Habían transcurrido casi dos horas desde que fijé mi mirada en el retrato, analizándolo de arriba a abajo, de derecha a izquierda; una y otra vez. Y aún no estaba satisfecho.
Veía en sus ojos la soledad acumulada, la carencia de infinidad de cosas, sus párpados caídos reflejaban la fatiga de la lucha; las gafas, el desgaste de las noches de insomnio. Y esa sonrisa ridículamente sincera, esa sonrisa me gritaba en la cara lo feliz que había sido, lo poco que le importaba todo lo anterior...
Desperté de este lapso de reflexión y al continuar mi camino, inmediatamente quedé atrapado otra vez.
Otro retrato, casi opuesto al anterior.
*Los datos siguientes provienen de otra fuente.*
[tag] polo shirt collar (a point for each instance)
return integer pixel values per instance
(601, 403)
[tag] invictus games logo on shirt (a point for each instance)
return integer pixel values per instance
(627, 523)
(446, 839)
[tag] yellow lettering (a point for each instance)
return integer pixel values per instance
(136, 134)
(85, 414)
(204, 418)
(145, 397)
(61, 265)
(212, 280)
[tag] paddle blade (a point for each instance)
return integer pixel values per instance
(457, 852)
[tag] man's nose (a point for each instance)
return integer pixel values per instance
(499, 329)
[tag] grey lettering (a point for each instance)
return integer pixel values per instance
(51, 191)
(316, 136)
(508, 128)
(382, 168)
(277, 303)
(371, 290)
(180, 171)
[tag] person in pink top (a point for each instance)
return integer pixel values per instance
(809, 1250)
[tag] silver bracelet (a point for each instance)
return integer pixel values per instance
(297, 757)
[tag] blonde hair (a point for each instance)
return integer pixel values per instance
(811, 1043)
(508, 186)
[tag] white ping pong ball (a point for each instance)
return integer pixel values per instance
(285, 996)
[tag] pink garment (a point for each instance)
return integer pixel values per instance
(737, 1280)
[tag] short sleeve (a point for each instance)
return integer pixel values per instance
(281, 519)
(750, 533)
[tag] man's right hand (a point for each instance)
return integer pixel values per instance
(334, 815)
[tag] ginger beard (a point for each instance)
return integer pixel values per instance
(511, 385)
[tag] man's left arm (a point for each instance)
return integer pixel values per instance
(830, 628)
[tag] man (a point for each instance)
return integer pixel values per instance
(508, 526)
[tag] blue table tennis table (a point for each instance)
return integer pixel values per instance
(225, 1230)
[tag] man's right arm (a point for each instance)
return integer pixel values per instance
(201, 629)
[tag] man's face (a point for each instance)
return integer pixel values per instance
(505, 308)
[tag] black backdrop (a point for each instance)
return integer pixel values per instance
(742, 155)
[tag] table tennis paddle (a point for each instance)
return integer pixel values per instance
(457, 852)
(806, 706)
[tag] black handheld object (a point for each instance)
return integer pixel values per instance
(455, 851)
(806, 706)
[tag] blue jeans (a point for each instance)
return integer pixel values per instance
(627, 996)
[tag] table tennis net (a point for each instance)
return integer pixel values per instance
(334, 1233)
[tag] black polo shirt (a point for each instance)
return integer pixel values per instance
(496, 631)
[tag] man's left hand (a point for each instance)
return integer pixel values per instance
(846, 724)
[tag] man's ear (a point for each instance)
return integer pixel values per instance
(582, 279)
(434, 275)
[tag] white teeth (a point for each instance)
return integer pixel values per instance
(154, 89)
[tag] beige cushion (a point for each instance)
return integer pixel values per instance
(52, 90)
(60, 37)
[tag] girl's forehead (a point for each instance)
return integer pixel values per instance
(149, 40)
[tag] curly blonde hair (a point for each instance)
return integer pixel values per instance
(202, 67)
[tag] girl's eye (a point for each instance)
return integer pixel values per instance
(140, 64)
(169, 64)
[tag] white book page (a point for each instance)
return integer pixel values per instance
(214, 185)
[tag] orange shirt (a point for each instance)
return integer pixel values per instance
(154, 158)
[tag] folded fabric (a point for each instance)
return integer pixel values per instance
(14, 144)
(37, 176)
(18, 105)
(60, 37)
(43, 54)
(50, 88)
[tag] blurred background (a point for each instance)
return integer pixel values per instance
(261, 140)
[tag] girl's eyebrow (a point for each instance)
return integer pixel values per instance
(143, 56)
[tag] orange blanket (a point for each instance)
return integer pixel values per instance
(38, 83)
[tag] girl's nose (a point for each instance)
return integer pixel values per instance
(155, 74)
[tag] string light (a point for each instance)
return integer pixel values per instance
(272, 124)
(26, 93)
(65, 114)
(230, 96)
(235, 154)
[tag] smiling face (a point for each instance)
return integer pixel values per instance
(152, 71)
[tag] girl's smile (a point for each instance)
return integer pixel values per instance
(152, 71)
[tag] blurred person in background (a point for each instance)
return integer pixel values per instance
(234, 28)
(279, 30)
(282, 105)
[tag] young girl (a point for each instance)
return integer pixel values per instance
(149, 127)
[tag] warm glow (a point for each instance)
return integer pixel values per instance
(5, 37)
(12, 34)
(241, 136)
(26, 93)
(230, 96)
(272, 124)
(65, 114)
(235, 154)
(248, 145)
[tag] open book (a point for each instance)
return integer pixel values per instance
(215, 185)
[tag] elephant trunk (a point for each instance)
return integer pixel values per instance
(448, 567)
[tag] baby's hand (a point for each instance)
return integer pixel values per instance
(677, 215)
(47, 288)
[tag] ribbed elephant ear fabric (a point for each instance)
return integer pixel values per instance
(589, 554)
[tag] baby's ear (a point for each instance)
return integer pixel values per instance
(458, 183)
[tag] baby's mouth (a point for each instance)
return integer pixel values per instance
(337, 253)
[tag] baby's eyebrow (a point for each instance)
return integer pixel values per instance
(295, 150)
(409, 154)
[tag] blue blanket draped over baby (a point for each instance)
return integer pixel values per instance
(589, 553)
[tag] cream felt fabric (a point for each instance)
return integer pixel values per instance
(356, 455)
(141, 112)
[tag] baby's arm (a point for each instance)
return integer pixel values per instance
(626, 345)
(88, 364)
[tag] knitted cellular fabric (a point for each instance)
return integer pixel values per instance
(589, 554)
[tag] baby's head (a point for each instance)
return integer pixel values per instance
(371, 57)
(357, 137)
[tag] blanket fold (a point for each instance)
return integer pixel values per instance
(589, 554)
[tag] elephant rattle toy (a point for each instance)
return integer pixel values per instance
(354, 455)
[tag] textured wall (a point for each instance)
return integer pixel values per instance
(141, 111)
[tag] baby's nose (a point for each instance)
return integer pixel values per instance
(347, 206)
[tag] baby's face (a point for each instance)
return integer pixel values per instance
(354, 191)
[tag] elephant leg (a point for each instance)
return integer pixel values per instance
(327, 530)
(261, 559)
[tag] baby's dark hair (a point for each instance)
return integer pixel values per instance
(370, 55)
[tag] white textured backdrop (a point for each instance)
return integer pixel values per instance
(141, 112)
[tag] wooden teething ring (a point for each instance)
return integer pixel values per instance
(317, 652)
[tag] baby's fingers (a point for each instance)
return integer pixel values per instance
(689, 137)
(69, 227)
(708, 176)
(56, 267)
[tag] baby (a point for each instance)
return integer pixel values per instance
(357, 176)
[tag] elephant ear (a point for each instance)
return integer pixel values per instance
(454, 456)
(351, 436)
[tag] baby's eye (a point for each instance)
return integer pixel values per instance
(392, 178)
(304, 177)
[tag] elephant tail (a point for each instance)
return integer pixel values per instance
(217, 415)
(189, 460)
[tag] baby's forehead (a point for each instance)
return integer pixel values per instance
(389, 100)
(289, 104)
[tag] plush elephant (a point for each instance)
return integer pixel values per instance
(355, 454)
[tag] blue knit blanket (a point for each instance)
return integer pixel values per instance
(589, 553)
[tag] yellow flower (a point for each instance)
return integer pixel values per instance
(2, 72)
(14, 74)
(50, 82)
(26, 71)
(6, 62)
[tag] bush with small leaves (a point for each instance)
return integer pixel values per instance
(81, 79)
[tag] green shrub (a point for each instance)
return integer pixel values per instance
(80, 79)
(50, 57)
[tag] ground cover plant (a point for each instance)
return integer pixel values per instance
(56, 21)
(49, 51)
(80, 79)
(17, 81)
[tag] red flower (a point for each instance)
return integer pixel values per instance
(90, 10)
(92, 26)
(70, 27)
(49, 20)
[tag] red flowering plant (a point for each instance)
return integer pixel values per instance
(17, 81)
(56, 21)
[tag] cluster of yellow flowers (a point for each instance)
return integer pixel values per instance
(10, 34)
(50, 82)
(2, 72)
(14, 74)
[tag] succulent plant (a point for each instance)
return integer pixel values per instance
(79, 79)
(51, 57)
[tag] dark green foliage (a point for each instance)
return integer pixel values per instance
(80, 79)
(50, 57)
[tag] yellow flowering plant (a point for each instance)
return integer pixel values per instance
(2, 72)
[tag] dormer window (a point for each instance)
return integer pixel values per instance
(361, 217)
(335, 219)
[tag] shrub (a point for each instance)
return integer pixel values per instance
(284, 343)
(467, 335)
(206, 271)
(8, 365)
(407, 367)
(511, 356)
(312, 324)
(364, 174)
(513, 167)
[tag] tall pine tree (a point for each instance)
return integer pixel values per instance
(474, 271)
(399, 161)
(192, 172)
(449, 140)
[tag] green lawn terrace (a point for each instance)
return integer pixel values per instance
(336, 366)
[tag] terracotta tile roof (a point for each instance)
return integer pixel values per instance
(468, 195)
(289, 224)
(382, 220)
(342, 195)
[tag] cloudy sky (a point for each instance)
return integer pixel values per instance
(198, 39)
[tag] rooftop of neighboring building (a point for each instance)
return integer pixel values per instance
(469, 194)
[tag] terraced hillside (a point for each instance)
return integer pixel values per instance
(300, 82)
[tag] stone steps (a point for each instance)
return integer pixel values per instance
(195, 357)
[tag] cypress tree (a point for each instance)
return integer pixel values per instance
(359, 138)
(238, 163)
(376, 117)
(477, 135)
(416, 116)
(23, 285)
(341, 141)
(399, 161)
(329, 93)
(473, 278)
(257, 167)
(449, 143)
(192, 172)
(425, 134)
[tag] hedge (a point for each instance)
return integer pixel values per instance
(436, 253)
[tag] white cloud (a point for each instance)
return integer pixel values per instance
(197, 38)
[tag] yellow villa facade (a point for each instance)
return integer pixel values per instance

No se podían ocultar los años, al igual que en la otra pintura, de este personaje. Sin embargo algo pasaba... me sustraje en mis pensamientos, era como si los años hubieran transcurrido de maneras distintas. El otro, percudido y maltratado; este, fresco y jovial (refiriéndome no al cuadro en si). La piel firme, dentro de lo que cabe, y limpia de vellosidades; mirada penetrante y orgullosa, como si sintiera mi presencia, como si presumiera de la buena vida. Cada detalle, cada expresión, daban otra perspectiva.
Y como en aquél viejo percudido la sonrisa se burlaba de todo el mundo, insinuando que se había salido con la suya, que lo que vez no es; en este viejo vigoroso sólo se burlaba de sí mismo, para intentar creer lo que la gente veía en él, para huir de su persona, de su realidad, de su interior, y adormilar la pena que lo ahogaba en todo momento...
Qué curioso... la cruz de Cara Vaca también adornaba su cuello.